At the same time, it is being suggested that minimally invasive surgeries should be used whenever possible; it should also be considered that rigorous extra attention is being given to avoid the spreading SARS-CoV-2 through aerosols that can occur during the installation and evacuation of pneumo-peritoneum, during use of harmonic scalpels, removal of trocars, specimen extraction in laparoscopic and robotic surgeries, or the use of electric scalpel in open surgeries [24].

Dedicated surgical rooms and personal protective equipment should be used while operating. Upfront cytoreduction and/or resection of metastasis for patients with metastatic RCC must be discouraged. Metastatic patients configure a heterogeneous group of patients. Also, patients with intermediate or poor risks usually do not benefit with initial surgical approach, these patients are treated with immunotherapy as well as targeted therapy which should not be postponed due to COVID pandemic [25]. Additionally, there is no certainty when pandemic will finish, being casual to interrupt or postpone the initiation of systemic therapies for these group of patients may lead to high risk of progression.

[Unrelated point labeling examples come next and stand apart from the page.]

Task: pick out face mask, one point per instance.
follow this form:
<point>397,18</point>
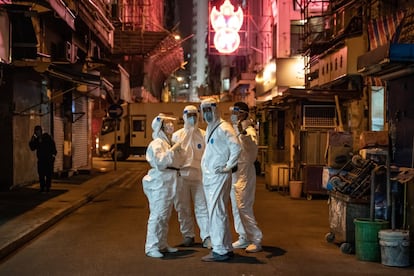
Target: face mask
<point>191,121</point>
<point>169,128</point>
<point>234,118</point>
<point>208,116</point>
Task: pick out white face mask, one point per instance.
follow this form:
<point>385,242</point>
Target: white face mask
<point>234,118</point>
<point>191,121</point>
<point>169,128</point>
<point>208,116</point>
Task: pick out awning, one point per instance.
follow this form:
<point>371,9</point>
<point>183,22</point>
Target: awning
<point>64,12</point>
<point>136,42</point>
<point>23,36</point>
<point>322,95</point>
<point>387,59</point>
<point>71,75</point>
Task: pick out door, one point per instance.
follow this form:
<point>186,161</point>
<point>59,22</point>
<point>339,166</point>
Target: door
<point>140,136</point>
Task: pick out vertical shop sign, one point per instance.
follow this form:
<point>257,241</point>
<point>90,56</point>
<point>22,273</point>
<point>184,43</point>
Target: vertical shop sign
<point>226,23</point>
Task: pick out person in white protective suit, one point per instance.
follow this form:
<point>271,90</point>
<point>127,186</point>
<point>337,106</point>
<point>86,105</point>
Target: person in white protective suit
<point>219,158</point>
<point>244,182</point>
<point>159,185</point>
<point>190,185</point>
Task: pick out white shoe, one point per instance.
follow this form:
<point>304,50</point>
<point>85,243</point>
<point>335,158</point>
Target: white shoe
<point>241,243</point>
<point>253,248</point>
<point>155,254</point>
<point>169,249</point>
<point>207,243</point>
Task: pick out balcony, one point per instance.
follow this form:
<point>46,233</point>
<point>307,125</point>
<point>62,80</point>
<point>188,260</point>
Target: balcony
<point>243,80</point>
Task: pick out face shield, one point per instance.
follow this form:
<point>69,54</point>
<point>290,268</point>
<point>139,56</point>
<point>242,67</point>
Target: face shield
<point>190,116</point>
<point>208,110</point>
<point>158,122</point>
<point>237,114</point>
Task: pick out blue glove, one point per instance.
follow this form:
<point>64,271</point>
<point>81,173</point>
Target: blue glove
<point>223,170</point>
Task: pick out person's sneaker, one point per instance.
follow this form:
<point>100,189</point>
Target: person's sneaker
<point>155,254</point>
<point>241,243</point>
<point>214,257</point>
<point>188,241</point>
<point>207,243</point>
<point>253,248</point>
<point>169,249</point>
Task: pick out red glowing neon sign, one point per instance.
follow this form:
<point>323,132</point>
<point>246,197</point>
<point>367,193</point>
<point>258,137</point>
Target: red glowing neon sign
<point>226,23</point>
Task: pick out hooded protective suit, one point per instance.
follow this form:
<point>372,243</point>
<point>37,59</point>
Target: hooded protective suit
<point>244,186</point>
<point>159,186</point>
<point>190,184</point>
<point>220,156</point>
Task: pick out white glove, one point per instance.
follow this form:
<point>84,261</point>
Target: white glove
<point>223,170</point>
<point>176,147</point>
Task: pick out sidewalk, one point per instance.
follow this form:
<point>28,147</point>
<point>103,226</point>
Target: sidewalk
<point>25,213</point>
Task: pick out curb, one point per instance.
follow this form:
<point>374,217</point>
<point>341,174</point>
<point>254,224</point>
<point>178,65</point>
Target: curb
<point>47,221</point>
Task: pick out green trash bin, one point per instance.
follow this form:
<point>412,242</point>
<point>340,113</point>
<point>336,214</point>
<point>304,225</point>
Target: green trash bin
<point>367,246</point>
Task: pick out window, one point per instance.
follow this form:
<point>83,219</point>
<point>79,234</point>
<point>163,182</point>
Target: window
<point>296,31</point>
<point>377,113</point>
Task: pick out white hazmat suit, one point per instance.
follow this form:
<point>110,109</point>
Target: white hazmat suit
<point>159,186</point>
<point>190,186</point>
<point>219,158</point>
<point>244,189</point>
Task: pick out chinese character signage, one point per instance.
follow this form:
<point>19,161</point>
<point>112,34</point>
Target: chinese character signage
<point>226,23</point>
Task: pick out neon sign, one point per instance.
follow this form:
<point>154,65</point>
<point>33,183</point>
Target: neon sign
<point>226,23</point>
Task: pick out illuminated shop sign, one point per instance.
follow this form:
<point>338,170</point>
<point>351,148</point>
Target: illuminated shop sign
<point>226,23</point>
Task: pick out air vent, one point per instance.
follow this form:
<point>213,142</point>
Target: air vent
<point>320,116</point>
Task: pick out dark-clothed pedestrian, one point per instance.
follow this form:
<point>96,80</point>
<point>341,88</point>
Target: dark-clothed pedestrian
<point>45,148</point>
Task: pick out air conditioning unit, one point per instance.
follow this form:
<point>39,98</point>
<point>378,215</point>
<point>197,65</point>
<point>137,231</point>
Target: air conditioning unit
<point>64,52</point>
<point>319,116</point>
<point>277,176</point>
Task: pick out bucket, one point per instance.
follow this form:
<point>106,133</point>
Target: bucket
<point>366,238</point>
<point>295,188</point>
<point>395,247</point>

Follow-up protocols following a curative therapy should be tailored according to the final histopathological report and can be increased to 3 to 6 months. The follow-up interval can be extended, with physical examinations done every 6 months and blood investigations with imaging reported telephonically at 3 months [23].

Our study also has limitations. It was based on scarce literature regarding RCC and COVID-19. Probably, this proposed risk-based recommendations, may be in some grade, influenced the authors’ personal biases. This was a single-center analysis, and we need to perform larger studies to have a better outcome analysis.

Conclusions

There was a clear shift in the clinical as well as histological stage in patients of renal malignancies in COVID era as compared to pre-COVID era with more symptomatic patients with higher stage. Fear of COVID infection overshadowed the management of other diseases such as renal malignancies which led to delay in management leading to disease progression. In future if such a situation arises, we need to stratify the patients according to their stage and clinical presentation so as we can give them the best management considering the constraints in medical facilities due to any pandemic.